Ingredients:
- 4 cups shredded cooked chicken
- 28 oz enchilada sauce
- 4 oz diced green chiles
- 1 tsp smoked paprika
- 0.5 tsp cumin
- 12 corn tortillas
- 4 cups shredded Monterey Jack cheese
- 1 cup sour cream
- 0.5 cup fresh cilantro, chopped
- 1 large avocado, diced
- 0.25 cup pickled red onions
- 0.5 cup radishes, sliced
Instructions:
- In a large mixing bowl, combine shredded chicken, diced green chiles, smoked paprika, cumin, and half of the enchilada sauce. Fold in the sour cream until the mixture is cohesive.
- Heat a dry cast iron skillet over medium-high heat.
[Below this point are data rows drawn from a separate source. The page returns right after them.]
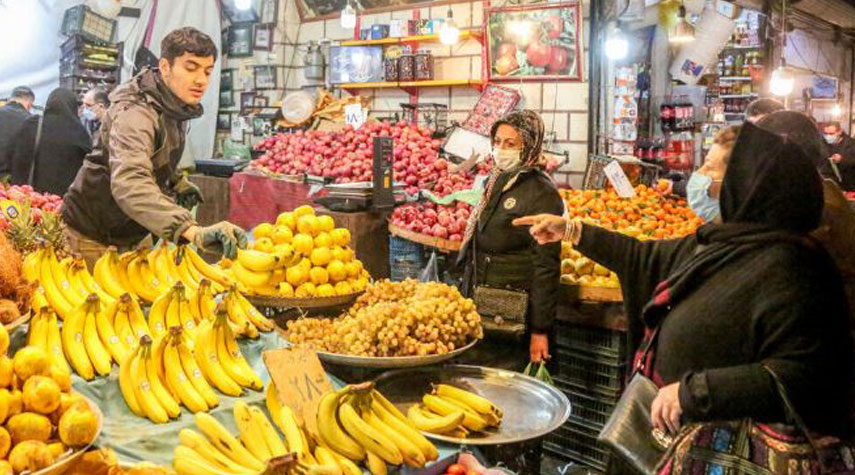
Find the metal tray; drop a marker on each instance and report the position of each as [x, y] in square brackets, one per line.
[391, 362]
[531, 408]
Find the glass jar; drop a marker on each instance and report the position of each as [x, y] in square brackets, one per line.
[406, 67]
[424, 65]
[390, 68]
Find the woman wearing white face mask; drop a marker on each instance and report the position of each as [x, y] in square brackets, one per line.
[498, 255]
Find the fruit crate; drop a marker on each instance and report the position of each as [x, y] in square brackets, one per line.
[406, 258]
[579, 444]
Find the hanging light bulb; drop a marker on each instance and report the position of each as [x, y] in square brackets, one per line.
[616, 45]
[782, 81]
[683, 32]
[449, 34]
[348, 16]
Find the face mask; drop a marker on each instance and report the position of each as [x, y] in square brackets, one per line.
[506, 158]
[697, 191]
[89, 115]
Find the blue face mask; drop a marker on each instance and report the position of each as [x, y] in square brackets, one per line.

Toast each corn tortilla for approximately 30 seconds per side until fragrant with light brown spots to create a moisture barrier.
- Spread 0.5 cup of enchilada sauce on the bottom of a 9x13 inch baking dish. Layer 4 tortillas (cut them to fit the corners), tearing them to fit as needed.
- Spread half of the chicken mixture over the tortillas, followed by 1.5 cups of shredded cheese.
- Repeat with another layer of 4 tortillas, the remaining chicken mixture, and more cheese. Top with the final remaining sauce and the rest of the cheese.
- Bake at 180°C (356°F) for 30 minutes until the cheese is bubbling and golden.
- Remove from oven and top with fresh cilantro, diced avocado, pickled red onions, and sliced radishes before serving.